If emails are action items (and relatively simple ones), touching them once seems plausible. If they're an exchange of information, it seems perfectly reasonable to file or memorise the info, either of which imply further touching unless you're hella good. In ways I've never been.

All this reminds me that I really need to clean out my personal inbox here.


Liese S. - Mar 13, 2007 9:41:32 am PDT #6841 of 10001
"Faded like the lilac, he thought."

Hands! Hands in new email!

Yeah, I'm bad about that. I should rework how I work.


sarameg - Mar 13, 2007 9:51:23 am PDT #6842 of 10001

I have 302 messages in my inbox. I have a couple thousand in the one dedicated to support.

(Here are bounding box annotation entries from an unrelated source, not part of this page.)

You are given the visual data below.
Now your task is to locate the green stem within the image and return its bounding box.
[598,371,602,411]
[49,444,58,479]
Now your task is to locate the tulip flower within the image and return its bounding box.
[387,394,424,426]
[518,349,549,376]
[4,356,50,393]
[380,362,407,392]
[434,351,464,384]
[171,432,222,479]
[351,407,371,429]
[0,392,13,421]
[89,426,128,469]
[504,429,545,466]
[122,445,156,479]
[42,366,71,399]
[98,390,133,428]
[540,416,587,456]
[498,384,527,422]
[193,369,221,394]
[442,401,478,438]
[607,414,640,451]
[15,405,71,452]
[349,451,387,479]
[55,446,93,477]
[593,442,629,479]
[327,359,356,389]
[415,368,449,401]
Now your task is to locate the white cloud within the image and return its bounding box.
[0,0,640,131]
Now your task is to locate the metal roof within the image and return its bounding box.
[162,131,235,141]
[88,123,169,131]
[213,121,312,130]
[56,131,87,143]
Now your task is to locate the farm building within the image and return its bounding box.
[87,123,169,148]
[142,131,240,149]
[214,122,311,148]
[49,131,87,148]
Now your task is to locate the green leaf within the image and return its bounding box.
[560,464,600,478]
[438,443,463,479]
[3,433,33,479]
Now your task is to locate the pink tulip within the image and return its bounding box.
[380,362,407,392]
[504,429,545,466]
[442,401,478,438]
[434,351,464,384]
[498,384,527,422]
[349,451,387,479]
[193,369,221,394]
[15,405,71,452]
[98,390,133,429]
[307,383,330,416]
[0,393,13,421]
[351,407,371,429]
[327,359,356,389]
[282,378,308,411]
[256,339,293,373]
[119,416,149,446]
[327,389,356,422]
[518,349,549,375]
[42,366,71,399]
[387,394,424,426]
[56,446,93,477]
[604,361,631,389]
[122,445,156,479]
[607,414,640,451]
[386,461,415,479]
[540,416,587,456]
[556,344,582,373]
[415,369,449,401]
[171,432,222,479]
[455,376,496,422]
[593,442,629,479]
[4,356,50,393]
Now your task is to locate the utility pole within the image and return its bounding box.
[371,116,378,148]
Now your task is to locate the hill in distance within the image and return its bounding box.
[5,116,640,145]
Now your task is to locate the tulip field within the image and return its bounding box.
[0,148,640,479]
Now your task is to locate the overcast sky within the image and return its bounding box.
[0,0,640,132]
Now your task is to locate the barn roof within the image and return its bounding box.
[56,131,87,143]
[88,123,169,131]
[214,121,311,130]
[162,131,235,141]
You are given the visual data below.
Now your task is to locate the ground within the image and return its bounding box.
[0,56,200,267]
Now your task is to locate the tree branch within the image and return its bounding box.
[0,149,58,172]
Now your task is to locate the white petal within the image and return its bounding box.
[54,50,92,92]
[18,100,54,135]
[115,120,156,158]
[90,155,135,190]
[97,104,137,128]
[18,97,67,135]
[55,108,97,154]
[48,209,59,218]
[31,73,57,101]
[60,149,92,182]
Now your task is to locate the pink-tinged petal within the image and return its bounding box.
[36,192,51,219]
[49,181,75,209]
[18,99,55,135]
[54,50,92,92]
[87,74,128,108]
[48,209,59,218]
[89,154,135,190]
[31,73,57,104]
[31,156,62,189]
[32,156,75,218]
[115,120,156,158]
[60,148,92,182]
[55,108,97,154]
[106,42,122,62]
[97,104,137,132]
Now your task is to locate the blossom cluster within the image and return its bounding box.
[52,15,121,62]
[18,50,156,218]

And a database that contains every question asked since...well, I'm not sure. 1995, at minimum. Indexed and filed and... I still have a couple thousand emails in that box. Cause sometimes it's easier to recall Dec 3 2003 and look up that day than try to find that email buried in a 15 page log.

I need to know where to look. I also need my head filled with bits of arcana. Some of that arcana is knowing where to look. It's not a very transportable set of crap.


Frankenbuddha - Mar 13, 2007 9:53:30 am PDT #6843 of 10001
"We are the Goon Squad and we're coming to town...Beep! Beep!" - David Bowie, "Fashion"

"Are You There God? It’s Me, Margaret, and I Need It Bad”

This? Is priceless.


§ ita § - Mar 13, 2007 9:53:50 am PDT #6844 of 10001
Well not canonically, no, but this is transformative fiction.

Well, I just cleared hundreds of emails out of my personal email inbox. Anything that's in my inbox that's more than a month or so old lives on because of silly sentimentalism. I refuse to give in sufficiently to make a folder just for that, so there they stay.


bon bon - Mar 13, 2007 10:00:05 am PDT #6845 of 10001
It's five thousand for kissing, ten thousand for snuggling... End of list.

It's one thing to have a working knowledge of a project-- my job is having encyclopedic knowledge about case facts. But the reason why I recommend the Getting Things Done book is because of one experience I had with it-- he suggests getting out a piece of paper and writing down every single outstanding task you have, personal or professional, short or long term, just everything where you think "I need to remember to do that." The night I did that my brain completely cleared. It was amazing and energizing. I felt like a fog of vague stress had lifted.

I'm admittedly a slacker at keeping up with writing down all my tasks and next actions and whatnot, but I am a believer in how clarifying it can be to have that done.

I also have all my emails filed by project and I review everything sent and received over the past week on Monday nights. I just wish outlook worked as well as gmail at indexing so it wasn't such a pain in the ass to search for.